With one full day of campaigning left before Republican voters in Illinois go to the polls in the Land of Lincoln, the relative strength and weaknesses of the four remaining major GOP candidates are clearly defined by what they are doing today.
Mitt Romney is the favorite in Illinois and has spent the last few days rumbling around the state looking to lock down another major midwestern state in his column; Romney begins his Monday in the state capital of Springfield and heads later to Chicago.
Rick Santorum will be barnstorming his way around the state, going to Rockford, Dixon, Moline and East Peoria. Polls show Santorum about 5-7 points behind Romney here, once more being substantially outspent when it comes to radio and television ads.
As for Newt Gingrich, he took the weekend off from the campaign trail and won't exactly be back on track today, as Gingrich holds only a fund raising event in Shreveport, Louisiana later on Monday.
Louisiana votes this coming Saturday; Santorum spent all of Sunday in the Bayou State in hopes of finding victory later this week.
While Gingrich basically took three days off from campaigning, Ron Paul hasn't been seen on the campaign trail since last Thursday, when he had a large rally at the University of Missouri.
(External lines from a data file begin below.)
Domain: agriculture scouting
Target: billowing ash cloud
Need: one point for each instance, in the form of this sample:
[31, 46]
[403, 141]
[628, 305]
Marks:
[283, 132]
Paul held only one event in Illinois last Wednesday, and at this point his campaign has nothing publicly scheduled in coming days.
So, at this point, Paul has not had a campaign event in four days. That has been Paul's basic schedule in recent weeks, which isn't exactly what one might expect during a busy time in this GOP race.
Since last Tuesday's double wins in Alabama and Mississippi, Santorum has campaigned every day with events in Louisiana, Illinois, Missouri and Puerto Rico.
Romney has not held as many events as Santorum, but has been in Missouri, Ilinois and Puerto Rico.
Paul did not campaign at all in Alabama and Mississippi; he did have one day in both Missouri and Illinois last week.
Gingrich campaigned for three days in Louisiana.
Last night, Gingrich was having dinner with his wife in Washington, D.C., over a thousand miles from Shreveport, Louisiana.
That really didn't seem like a place to meet many primary voters in the Bayou State.